J’ai fini par être accrochée par l’histoire d’Hunter. Pourtant il n’y a rien de vraiment nouveau là-dedans, ce n’est pas la première fois que je vois cette thématique ni ces relations conflictuelles abordées dans une romance. Mais, sans que je ne sache trop pourquoi, ça m’a pris aux tripes. Plus j’en apprenais sur lui et plus j’étais en colère contre ses proches, son agent, ses dirigeants. Il y avait tellement de violence dans certains actes, certaines paroles! Ca m’a choquée qu’on puisse en arriver là, je sais que cela existe, mais je ne comprends pas comment on puisse agir comme ça. C’est destructeur, dévastateur et Hunter est bien trop bon envers ces personnes. Et plus je m’attachais à lui, plus j’appréciais Dekker pour l’aide qu’elle lui apportait. J’ai aimé le voir remonter la pente grâce à elle et réussir à mettre des mots sur ce qui le hante et le bouffe depuis des années. Mon intérêt pour cette lecture a vraiment été porté par mon affection pour Hunter et son énorme volonté a obtenir ce qu’il désire pour l’être qu’il chérit le plus au monde. Le milieu des agents sportifs et du hockey sur glace sont par ailleurs plutôt bien amenés et encrés dans l’histoire.

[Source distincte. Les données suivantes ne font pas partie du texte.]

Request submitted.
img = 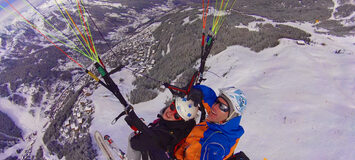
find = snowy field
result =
[91,28,355,160]
[0,17,355,160]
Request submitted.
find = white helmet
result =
[219,86,247,121]
[175,97,198,121]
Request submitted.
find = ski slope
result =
[0,16,355,160]
[90,30,355,160]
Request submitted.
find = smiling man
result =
[175,85,247,160]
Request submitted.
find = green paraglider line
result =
[55,0,95,62]
[77,0,96,60]
[81,1,98,62]
[5,0,84,68]
[0,1,90,61]
[23,0,90,58]
[77,0,99,62]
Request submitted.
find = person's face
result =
[162,104,182,121]
[207,97,229,123]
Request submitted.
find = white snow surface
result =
[90,31,355,160]
[0,10,355,160]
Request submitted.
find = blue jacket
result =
[175,85,244,160]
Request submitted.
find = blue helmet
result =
[219,86,247,121]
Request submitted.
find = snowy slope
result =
[91,26,355,160]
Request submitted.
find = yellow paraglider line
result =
[55,0,95,62]
[23,0,91,59]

Je ne pense pas avoir réellement vibrer pour la romance, ni pour l’histoire personnelle de Dekker. Parce que j’ai trouvé que c’était incohérent par moment la concernant. Je ne sais si c’est le fait de la traduction ou de l’histoire originale, mais j’ai notamment trouvé le dernier chapitre très mauvais. Je n’ai ni compris les réactions de Dekker (elle s’étonne de choses qui paraissaient évidentes depuis plusieurs chapitres), ni les enchaînements de scènes, ni les dialogues que j’ai trouvé mal écrits. Rien n’allait… Heureusement qu’il y avait un épilogue! Lui pour le coup était bon et m’a permis de fermer ce roman sur une bonne note.

Alors même si ce n’était pas la lecture du siècle et même si je n’arrive pas à faire la différence entre les 3 autres sœurs, je vais poursuivre la série. Ce premier tome était assez prometteur malgré tout. J’espère toutefois être davantage emportée par les histoires d’amour des prochains opus.